Contract lifecycle management (CLM) is the proactive, methodical management of a contract from initiation through award, compliance and renewal. Implementing CLM can lead to significant improvements in cost savings and efficiency. Understanding and automating CLM can also limit organizational liability and increase compliance with legal requirements.

Contract Lifecycle Management Stages 
There are many different phases of each contract – no matter the size or importance of any particular document, they must all go through each stage in order to be completed properly.

The stages of the contract lifecycle management process include:
Requests - The start of every contract involves the actual request. This is the phase where involved parties gather all the relevant information and data they need in order to create a contract that works for both sides. The request stage is arguably one of the most important stages of the contract lifecycle and can take some time depending on who is involved.  

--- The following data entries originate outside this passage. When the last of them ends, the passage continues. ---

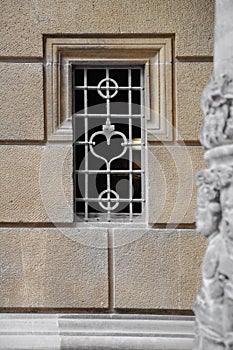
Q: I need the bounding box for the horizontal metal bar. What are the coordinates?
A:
[75,198,145,203]
[73,113,145,118]
[75,170,145,175]
[74,85,144,91]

Authoring - This is the stage where the contract actually gets written. Both parties put their terms into writing and ‘solidify’ their clauses and relevant information relating to their contractual obligations.
Negotiations - The negotiation stages are where both parties continue to negotiate specific contract parameters – this is the stage that directly precedes final approval. Negotiations can be very quick or prolonged – it entirely depends on the method of negotiation, the involved parties, the scale of the contract, how many people are involved, etc. Use of contract lifecycle management software can drastically reduce the amount of time spent in the negotiation phase.
Approval - Once both sides have agreed on the various terms, clauses and dates relating to the particular contract, it can now be approved. Department heads, executives, and ‘higher-ups’ may need to get involved at this phase of the contract to ensure everything is as it needs to be. Once the contract gets the approval from the relevant departments and/or personnel, the contract can then be signed.
Signature - In the signature phase, the contract is signed by whoever needs to sign it in order to become official (who signs the contract is unique to each business). If contract lifecycle management software is used, the signature stage can be done electronically via the internet which drastically reduces the amount of time this stage takes.
Obligation - Each involved party and personnel will have their own set of responsibilities and obligations pertaining to the specific contract.
Compliance - Compliance means the involved parties and personnel all keep to their various obligations. Without a proper system or contract lifecycle management software, compliance can be difficult to keep track of and can result in legal ramifications, late fees, bottlenecks, and other business hazards.
Renewal - After a document is expired (or when it is nearing expiration) a contract must be renewed and renegotiated. Contract lifecycle management software makes it easy for businesses to keep track of expiry dates and upcoming renewals.